Ribuan Ibu Melahirkan Tahun ini, Cimahi Makin Padatkah?

Reporter : Fery Bangkit 
ilustrasi ibu melahirkan
ilustrasi ibu melahirkan [Net]

Cimahi - Angka kelahiran hidup di Kota Cimahi cukup tinggi. Tercatat ada 7.669 ibu yang terdata Dinas Kesehatan (Dinkes) yang melahirkan sejak Januari sampai September 2020. 

Data tersebut merupakan laporan dari 13 Puskesmas se-Kota Cimahi. Belum termasuk data warga yang melaporkan kelahiran di luar Kota Cimahi, klinik swasta dan fasilitas kesehatan lainnya.

"Cukup tinggi itupun yang terdata di Puskesmas. Belum yang melahirkan di luar Cimahi, di klinik swasta yang tidak masuk data kita," ungkap Kepala Bidang Bina Kesehatan Masyarakat pada Dinkes Kota Cimahi, Dikke Suseno, Selasa (3/11/2020).

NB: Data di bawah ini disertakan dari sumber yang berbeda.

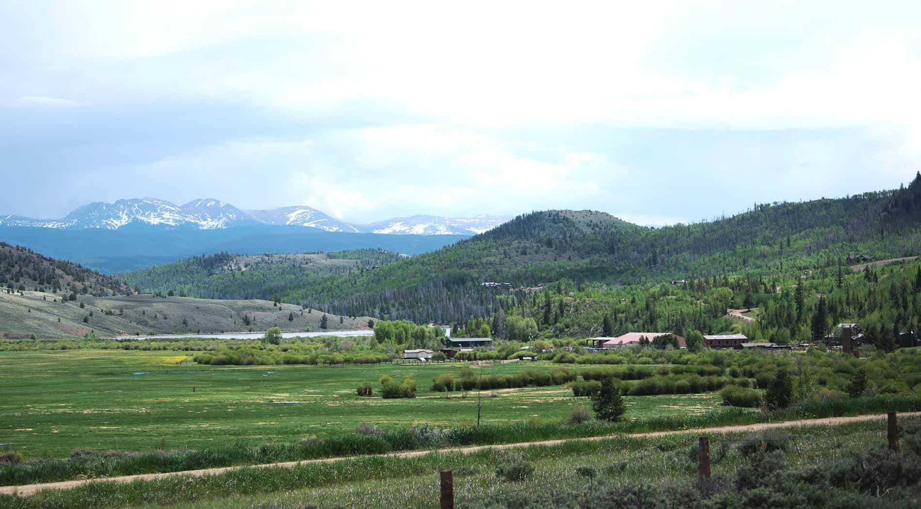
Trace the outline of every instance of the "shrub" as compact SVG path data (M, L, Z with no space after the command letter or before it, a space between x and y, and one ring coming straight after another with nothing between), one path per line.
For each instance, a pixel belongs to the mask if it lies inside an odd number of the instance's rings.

Diakui Dikke, angka kelahiran tersebut sedikitnya berpengaruh terhadap kepadatan penduduk di Kota Cimahi. Sebab otomatis mereka terdata langsung sebagai warga yang memiliki identitas di kota administratif ini.

Seperti diketahui, Berdasarkan rilis Badan Pusat Statistik (BPS) Jawa Barat yang dimuat dalam e-book 'Provinsi Jawa Barat dalam Angka 2020', Kota Cimahi merupakan daerah dengan kepadatan tertinggi di Indonesia. Setiap kilometer perseginya wilayah Kota Cimahi dihuni 15.643 jiwa.

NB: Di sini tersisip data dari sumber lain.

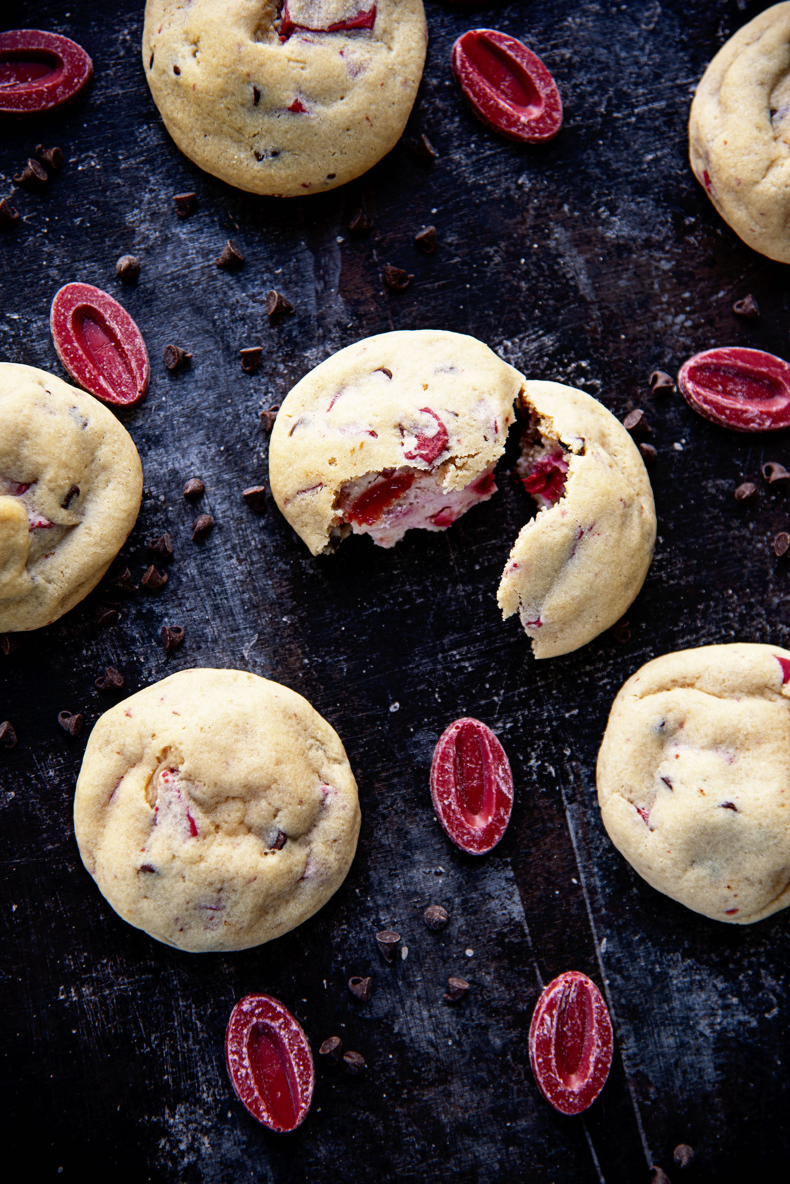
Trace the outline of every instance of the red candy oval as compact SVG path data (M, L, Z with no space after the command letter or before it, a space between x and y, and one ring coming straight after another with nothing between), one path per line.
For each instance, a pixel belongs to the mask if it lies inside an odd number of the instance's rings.
M790 365L762 349L725 346L694 354L680 367L678 390L700 416L734 432L790 426Z
M151 375L148 350L116 300L92 284L66 284L52 301L50 330L75 382L116 407L140 403Z
M470 716L439 738L430 764L430 797L447 835L470 855L485 855L507 829L513 774L490 727Z
M494 28L472 28L455 41L455 81L474 114L510 140L543 143L562 127L557 84L532 50Z
M561 1114L581 1114L611 1068L611 1021L595 983L577 970L549 983L530 1024L530 1064L538 1089Z
M40 28L0 33L0 115L38 115L83 90L93 63L82 45Z
M246 995L231 1012L225 1061L241 1105L270 1131L304 1122L316 1072L302 1025L271 995Z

"Iya pasti sedikitnya jadi faktor penambah kepadatan penduduk di Cimahi," kata Dikke. 

Untuk permasalahan angka kelahiran ini adalah memaksimalkan program Keluarga Berencana (KB) pada Pasangan Usia Subur (PUS). Terutama penggunaan KB jangka panjang.

Kepala Seksi Kesehatan Keluarga dan Gizi pada Dinkes Kota Cimahi, Indah Gilang Indira menambahkan, angka kelahiran bukan faktor penyebab utama kepadatan penduduk. Meskipun sedikitnya menyumbang penambahan penduduk.

"Kepadatan penduduk dipengaruhi juga angka harapan hidup dan jumlah perpindahan penduduk. Itu sangat mempengaruhi," jelasnya.